Ginny helped Garreth with their three horses while a valet they found in the stables led the other three animals outside to their owners who were waiting under the stone arch.

Lord John rushed into the courtyard just as they were ready to mount.

While he said his goodbye to her, the prince and his knight, then pulled Garreth into a fatherly embrace, Ginny noticed that the peregrine falcon was back, perched on the stable's roof. The poor bird looked as if it had had a rough night. It sat, preening its feathers while turning its blue-grey head this way and that to better see them, it nearly seemed that it wanted to eavesdrop.

The strange bird's feathers resembled Sir Lancelot's hair-- the knight also looked as if he had spent an eventful night or overslept and had no time to compel his black waves into order.

It suits him, though... Ginny thought, not realising that she had been watching the knight, smiling to herself, until he raised his eyebrows in question, smiling back at her.

As she dropped her eyes quickly, blushing again, and mounted her horse with some difficulty, her muscles still stiff and sore from the previous day's ride, she caught Garreth's warning look.

Rolling her eyes at him, she preceded their small group out of Dudley Castle, down the treeless hill, towards the forest, her eyes following the falcon flying above them.

Somehow... the bird seemed to know the route they were about to take, and even though she lost sight of it as they entered the forest, Ginny knew she would see it again the moment they reached the river.

Ginny hadn't noticed when Garreth and the prince overtook her on the narrow path; she only noticed they were far in front of her when Lancelot's horse walked to her side.

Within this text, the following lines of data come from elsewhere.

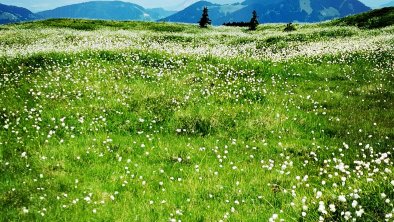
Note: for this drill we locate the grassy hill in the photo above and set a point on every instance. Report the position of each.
(120, 121)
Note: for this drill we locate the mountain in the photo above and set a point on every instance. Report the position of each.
(106, 10)
(389, 4)
(192, 14)
(272, 11)
(377, 18)
(12, 14)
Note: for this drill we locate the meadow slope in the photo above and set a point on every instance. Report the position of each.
(134, 121)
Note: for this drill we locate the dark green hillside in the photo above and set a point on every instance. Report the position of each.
(378, 18)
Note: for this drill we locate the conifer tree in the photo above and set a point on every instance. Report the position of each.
(205, 21)
(253, 21)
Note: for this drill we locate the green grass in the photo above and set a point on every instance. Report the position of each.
(146, 135)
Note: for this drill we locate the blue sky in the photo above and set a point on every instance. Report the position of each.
(39, 5)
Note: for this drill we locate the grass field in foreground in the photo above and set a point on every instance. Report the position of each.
(159, 122)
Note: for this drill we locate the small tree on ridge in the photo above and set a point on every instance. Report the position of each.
(204, 21)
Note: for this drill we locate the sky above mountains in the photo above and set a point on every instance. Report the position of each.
(40, 5)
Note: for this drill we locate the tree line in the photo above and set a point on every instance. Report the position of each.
(252, 24)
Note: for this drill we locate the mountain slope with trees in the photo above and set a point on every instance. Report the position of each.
(272, 11)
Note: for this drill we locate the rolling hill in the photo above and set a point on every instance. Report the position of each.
(12, 14)
(272, 12)
(107, 10)
(389, 4)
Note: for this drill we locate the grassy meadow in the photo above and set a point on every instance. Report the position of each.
(135, 121)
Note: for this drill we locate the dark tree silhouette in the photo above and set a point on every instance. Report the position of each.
(205, 21)
(253, 21)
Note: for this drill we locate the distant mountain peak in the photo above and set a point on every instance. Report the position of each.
(12, 14)
(106, 10)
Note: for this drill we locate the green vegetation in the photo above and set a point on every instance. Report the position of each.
(134, 121)
(377, 18)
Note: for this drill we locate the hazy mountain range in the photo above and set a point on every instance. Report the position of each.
(107, 10)
(11, 14)
(271, 11)
(268, 11)
(390, 4)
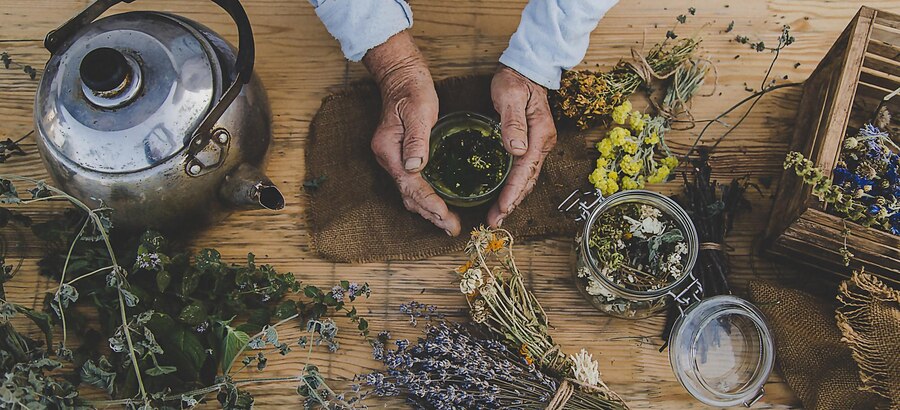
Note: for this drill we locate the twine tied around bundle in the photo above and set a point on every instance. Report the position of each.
(563, 393)
(713, 246)
(643, 69)
(567, 387)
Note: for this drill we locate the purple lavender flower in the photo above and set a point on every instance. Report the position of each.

She looked around for a place and reason to distance herself from him but found none; the milky-white mist that lingered among the trees after the rain, coiling in silvery wisps up their trunks and branches, muffling the horses' hoofbeats and people's voices alike, forced her to approach him even more.

"Don't you like the mist?" the knight asked curiously, his thigh brushing against hers as the horses moved closer, making her breath hitch.

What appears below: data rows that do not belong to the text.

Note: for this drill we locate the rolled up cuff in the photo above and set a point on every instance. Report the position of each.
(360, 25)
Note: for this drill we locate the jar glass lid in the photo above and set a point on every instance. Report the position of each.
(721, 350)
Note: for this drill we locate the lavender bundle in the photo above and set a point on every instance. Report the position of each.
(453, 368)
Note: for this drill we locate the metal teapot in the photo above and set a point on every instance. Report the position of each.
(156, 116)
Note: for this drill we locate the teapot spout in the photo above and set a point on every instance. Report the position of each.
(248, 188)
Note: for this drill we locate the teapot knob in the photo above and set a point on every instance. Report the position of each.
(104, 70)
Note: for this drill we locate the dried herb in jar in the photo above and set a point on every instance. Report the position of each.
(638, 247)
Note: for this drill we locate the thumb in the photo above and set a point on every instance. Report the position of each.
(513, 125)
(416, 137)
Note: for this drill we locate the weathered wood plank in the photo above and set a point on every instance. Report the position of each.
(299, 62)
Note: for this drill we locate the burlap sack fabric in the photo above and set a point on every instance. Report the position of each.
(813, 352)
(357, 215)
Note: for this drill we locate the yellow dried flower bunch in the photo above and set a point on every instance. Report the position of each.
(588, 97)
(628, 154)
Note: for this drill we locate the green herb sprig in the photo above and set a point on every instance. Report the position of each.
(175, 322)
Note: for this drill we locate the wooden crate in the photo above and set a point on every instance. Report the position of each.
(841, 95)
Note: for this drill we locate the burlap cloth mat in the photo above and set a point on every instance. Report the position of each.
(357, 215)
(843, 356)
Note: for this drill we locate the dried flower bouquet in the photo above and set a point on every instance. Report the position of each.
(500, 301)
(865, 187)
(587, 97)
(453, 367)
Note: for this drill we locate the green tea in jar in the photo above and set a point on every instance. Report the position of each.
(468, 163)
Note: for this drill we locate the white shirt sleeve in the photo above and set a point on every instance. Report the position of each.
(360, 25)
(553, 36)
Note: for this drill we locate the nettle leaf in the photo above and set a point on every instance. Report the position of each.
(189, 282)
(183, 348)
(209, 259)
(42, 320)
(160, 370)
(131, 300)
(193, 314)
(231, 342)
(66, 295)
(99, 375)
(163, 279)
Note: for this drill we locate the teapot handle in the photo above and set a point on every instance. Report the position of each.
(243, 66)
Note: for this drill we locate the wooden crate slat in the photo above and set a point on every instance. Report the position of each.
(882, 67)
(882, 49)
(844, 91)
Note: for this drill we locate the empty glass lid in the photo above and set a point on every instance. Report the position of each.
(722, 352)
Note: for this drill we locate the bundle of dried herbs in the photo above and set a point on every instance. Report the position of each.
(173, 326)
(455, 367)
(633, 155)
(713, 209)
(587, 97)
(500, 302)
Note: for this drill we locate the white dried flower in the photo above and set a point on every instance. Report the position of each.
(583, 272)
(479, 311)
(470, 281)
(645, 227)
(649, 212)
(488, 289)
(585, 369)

It wasn't the first time a man touched her, perchance, unexpectedly, or even curiously; she grew up among boys... But nobody's touch had ever made her feel like this...

"I... believe it is easy to get lost in the mist," she replied.

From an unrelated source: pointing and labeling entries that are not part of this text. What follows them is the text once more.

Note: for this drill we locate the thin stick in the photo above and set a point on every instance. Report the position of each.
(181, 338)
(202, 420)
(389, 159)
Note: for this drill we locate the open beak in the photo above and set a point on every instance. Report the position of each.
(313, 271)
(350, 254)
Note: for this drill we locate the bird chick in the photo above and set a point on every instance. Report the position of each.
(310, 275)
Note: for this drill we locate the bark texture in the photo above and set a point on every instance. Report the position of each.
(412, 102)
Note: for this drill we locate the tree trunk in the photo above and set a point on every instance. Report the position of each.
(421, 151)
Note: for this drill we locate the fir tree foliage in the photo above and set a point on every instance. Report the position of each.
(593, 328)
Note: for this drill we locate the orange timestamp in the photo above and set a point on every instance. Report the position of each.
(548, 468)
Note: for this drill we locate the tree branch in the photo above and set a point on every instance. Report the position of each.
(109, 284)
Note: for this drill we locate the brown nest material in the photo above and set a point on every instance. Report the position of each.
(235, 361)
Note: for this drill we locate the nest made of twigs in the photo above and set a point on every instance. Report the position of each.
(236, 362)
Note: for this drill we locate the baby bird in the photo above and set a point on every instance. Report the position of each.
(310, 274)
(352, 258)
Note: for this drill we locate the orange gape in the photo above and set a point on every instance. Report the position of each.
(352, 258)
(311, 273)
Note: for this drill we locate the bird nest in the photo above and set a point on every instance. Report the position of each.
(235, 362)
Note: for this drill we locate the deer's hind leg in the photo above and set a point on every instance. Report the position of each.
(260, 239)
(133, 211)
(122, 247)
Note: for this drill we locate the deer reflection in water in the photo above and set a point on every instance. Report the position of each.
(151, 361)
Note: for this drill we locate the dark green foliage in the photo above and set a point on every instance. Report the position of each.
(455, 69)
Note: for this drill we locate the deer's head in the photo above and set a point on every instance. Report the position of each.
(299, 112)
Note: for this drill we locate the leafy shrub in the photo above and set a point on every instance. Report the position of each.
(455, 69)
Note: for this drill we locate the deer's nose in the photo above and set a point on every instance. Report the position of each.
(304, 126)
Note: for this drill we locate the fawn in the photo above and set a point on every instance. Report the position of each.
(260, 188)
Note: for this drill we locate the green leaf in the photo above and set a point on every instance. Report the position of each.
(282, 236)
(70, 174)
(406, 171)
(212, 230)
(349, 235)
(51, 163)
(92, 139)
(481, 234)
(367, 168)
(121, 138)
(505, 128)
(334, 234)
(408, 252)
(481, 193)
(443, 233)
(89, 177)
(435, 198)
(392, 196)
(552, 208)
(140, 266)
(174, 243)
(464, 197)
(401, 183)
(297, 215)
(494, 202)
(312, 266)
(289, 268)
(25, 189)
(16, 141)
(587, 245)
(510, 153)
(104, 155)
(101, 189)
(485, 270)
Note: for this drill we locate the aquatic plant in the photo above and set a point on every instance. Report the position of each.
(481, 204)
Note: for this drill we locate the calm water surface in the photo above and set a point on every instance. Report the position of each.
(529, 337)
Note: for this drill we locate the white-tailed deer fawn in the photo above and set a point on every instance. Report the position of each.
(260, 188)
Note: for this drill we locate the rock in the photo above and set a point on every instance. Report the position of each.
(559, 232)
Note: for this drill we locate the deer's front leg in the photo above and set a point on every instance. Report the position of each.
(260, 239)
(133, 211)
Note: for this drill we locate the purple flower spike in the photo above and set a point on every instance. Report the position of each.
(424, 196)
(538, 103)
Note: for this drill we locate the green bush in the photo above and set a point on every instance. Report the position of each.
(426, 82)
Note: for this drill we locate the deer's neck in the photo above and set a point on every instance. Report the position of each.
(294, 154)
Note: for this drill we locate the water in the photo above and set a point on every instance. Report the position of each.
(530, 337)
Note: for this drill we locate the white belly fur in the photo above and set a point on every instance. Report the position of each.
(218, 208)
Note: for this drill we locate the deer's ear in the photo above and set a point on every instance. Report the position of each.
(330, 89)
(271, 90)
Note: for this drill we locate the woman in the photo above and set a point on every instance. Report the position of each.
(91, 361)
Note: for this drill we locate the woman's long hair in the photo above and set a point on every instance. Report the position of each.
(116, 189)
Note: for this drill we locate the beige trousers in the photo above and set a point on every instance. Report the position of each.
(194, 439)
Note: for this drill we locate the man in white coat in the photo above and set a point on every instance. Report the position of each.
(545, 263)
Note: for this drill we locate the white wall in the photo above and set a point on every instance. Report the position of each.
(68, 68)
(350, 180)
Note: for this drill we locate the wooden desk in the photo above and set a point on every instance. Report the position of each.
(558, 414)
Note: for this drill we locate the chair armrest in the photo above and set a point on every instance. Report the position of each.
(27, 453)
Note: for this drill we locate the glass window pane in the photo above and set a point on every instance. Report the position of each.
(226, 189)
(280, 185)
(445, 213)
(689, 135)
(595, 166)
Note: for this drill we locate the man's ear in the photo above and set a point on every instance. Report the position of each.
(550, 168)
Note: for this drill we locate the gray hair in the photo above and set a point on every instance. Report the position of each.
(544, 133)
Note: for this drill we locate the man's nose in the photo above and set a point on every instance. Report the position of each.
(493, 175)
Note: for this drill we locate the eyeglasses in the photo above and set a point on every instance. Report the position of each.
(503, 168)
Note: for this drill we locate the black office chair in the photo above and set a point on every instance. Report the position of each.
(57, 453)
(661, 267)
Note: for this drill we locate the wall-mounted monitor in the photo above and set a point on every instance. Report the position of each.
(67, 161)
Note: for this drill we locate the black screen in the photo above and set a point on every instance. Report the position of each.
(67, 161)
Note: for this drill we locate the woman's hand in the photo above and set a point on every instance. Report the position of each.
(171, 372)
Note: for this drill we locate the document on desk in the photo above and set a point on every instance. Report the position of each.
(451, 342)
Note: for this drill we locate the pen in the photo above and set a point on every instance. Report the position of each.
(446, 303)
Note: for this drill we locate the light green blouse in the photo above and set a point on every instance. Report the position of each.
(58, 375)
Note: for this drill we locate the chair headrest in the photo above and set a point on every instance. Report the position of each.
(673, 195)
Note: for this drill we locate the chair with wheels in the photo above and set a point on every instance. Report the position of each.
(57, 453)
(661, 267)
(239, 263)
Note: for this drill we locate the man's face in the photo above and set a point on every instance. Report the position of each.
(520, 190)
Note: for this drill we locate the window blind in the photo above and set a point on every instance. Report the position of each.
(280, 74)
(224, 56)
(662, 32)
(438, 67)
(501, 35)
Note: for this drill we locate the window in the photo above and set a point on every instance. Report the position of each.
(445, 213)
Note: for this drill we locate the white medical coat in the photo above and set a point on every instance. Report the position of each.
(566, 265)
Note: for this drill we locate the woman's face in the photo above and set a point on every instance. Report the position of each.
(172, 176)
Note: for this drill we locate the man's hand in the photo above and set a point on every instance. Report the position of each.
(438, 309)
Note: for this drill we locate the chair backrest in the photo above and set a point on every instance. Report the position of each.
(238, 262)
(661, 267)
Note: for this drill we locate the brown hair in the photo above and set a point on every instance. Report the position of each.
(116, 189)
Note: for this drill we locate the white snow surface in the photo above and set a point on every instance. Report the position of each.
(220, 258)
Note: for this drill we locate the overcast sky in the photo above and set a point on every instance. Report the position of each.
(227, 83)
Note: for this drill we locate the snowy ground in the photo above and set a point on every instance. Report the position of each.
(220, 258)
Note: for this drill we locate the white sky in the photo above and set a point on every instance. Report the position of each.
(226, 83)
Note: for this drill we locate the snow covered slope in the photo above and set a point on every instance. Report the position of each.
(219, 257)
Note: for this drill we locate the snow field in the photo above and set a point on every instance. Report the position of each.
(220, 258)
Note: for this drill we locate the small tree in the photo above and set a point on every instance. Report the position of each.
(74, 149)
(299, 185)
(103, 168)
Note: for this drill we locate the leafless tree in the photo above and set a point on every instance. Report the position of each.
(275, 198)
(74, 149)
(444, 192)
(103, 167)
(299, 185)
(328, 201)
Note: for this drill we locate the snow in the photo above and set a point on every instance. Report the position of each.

We could lose our way in the mists, wander off into the realms lying beyond our own, and never return at all to this world; the princess remembered Myrddin's words clearly, as if someone had just whispered them into her ear again. Or were they carried into her thoughts on the soft, distant screech of the peregrine falcon she could not see through the crowns of the age-old trees standing proudly above them, like silent witnesses of the times long gone, when the worlds were still one?

"Are you scared of getting lost?" Lancelot's softly spoken words disturbed her reverie, his eyes captured hers.

"It depends," she said, forcing her voice into the correct timber. "Getting lost alone, or with the wrong person... would be rather... dull, I believe."

What are you doing? You should not talk to him this way! She scolded herself guiltily as she noticed Lancelot observing her intently, speechless for a long moment, before he turned away from her and asked, "But you wouldn't mind getting lost with the right person, I suppose?"

"Not at all," Ginny replied, her voice barely a whisper, as she pressed her heels to her horse's sides, forcing him into a trot, leaving the alluring knight behind.